Importante: para los que ya sufren EP no tiene en absoluto ningún sentido comenzar a fumar, que casi con seguridad redundaría en un empeoramiento de la salud en general y del estado neurológico. Esto debe entenderse sin ninguna duda.
Como dice el lema, "fumar mata", y los efectos contra la salud en general son mucho más amplios e intensos que el efecto de reducir la incidencia de EP".
¿El estudio tiene alguna limitación importante que haya que tener en cuenta?

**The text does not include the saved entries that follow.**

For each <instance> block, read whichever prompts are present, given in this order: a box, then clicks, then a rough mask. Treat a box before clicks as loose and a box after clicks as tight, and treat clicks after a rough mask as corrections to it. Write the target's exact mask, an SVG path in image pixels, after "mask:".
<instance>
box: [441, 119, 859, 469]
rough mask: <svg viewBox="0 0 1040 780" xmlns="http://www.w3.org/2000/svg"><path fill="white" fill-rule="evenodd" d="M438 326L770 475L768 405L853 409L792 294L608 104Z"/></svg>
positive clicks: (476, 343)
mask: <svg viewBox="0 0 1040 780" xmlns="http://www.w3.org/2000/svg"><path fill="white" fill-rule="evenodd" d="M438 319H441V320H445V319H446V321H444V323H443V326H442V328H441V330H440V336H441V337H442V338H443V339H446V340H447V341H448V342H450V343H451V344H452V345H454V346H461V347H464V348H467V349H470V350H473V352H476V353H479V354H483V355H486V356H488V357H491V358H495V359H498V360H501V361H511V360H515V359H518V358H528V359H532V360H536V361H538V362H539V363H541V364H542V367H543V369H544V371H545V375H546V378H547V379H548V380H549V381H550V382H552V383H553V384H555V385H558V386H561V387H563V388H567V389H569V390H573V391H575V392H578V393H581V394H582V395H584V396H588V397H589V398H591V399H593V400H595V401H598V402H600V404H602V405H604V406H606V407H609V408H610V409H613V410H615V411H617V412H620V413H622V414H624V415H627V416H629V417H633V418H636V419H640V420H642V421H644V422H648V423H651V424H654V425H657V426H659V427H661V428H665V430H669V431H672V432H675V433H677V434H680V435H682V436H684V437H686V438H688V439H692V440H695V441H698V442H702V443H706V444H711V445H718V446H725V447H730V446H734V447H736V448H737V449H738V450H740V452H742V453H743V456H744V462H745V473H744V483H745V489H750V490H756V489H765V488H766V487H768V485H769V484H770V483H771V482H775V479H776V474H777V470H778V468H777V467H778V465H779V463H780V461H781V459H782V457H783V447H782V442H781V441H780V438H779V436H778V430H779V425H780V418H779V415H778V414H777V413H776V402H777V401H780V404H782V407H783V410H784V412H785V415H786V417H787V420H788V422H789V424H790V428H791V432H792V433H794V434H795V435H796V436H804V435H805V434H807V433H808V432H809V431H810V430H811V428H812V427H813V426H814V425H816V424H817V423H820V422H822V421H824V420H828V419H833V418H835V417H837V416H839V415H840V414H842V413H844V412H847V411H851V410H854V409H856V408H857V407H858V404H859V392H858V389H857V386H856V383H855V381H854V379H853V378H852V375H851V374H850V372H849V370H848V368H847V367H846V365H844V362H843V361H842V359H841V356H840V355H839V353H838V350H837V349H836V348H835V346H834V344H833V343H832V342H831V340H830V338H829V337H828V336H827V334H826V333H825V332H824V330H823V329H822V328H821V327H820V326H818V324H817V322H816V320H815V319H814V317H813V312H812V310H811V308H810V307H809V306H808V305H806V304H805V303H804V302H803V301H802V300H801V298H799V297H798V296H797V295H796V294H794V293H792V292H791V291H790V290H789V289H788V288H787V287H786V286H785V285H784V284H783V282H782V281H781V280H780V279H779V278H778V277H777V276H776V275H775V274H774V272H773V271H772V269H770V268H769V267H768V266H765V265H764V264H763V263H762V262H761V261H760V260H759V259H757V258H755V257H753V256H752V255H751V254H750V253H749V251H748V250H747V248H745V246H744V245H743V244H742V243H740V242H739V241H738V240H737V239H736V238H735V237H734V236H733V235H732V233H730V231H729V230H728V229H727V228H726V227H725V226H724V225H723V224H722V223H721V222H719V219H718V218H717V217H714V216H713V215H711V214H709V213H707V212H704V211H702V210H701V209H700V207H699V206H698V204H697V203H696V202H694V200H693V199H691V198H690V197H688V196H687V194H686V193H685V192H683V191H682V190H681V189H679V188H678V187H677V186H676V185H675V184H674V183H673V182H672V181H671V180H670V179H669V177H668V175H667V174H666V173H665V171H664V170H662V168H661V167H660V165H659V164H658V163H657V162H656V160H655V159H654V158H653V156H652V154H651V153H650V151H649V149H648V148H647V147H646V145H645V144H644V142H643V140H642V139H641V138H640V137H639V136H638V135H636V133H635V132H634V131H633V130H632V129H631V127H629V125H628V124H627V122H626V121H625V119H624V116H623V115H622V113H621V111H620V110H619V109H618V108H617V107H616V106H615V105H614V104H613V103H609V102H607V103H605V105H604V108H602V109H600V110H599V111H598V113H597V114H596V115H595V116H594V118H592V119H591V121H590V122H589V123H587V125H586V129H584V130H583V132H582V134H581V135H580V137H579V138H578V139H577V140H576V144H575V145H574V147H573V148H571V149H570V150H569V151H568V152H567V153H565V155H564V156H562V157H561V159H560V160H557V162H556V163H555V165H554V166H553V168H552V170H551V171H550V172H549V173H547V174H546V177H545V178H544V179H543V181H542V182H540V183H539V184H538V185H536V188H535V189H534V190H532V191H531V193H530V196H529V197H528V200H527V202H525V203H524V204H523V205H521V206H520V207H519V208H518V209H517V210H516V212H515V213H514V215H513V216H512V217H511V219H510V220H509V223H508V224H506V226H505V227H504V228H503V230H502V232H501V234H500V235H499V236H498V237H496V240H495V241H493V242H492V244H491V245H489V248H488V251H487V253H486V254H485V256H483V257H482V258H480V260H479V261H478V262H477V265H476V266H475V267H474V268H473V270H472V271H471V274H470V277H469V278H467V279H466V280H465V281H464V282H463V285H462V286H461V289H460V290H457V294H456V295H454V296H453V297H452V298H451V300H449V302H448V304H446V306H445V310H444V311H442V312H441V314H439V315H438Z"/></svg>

"Claro. Aunque la muestra es enorme, hay una desviación hacia edad media en la que la incidencia de EP no es todavía muy alta. Los fumadores habituales y prolongados temporalmente en China, en grandes números, no son aún tan frecuentes, lo cual puede tener un efecto sobre los datos. En cualquier caso, la asociación inversa descrita entre CO y EP es muy robusta. Una limitación más relevante es que el CO es un gas obviamente asociado al cambio del aire por el hecho de fumar, pero a nivel químico es fácil entender que se producen muchos otros cambios directos, de otras moléculas, y también indirectos. Por tanto, en este momento no es posible asegurar ni definir una relación causal directa entre CO y menor incidencia de EP".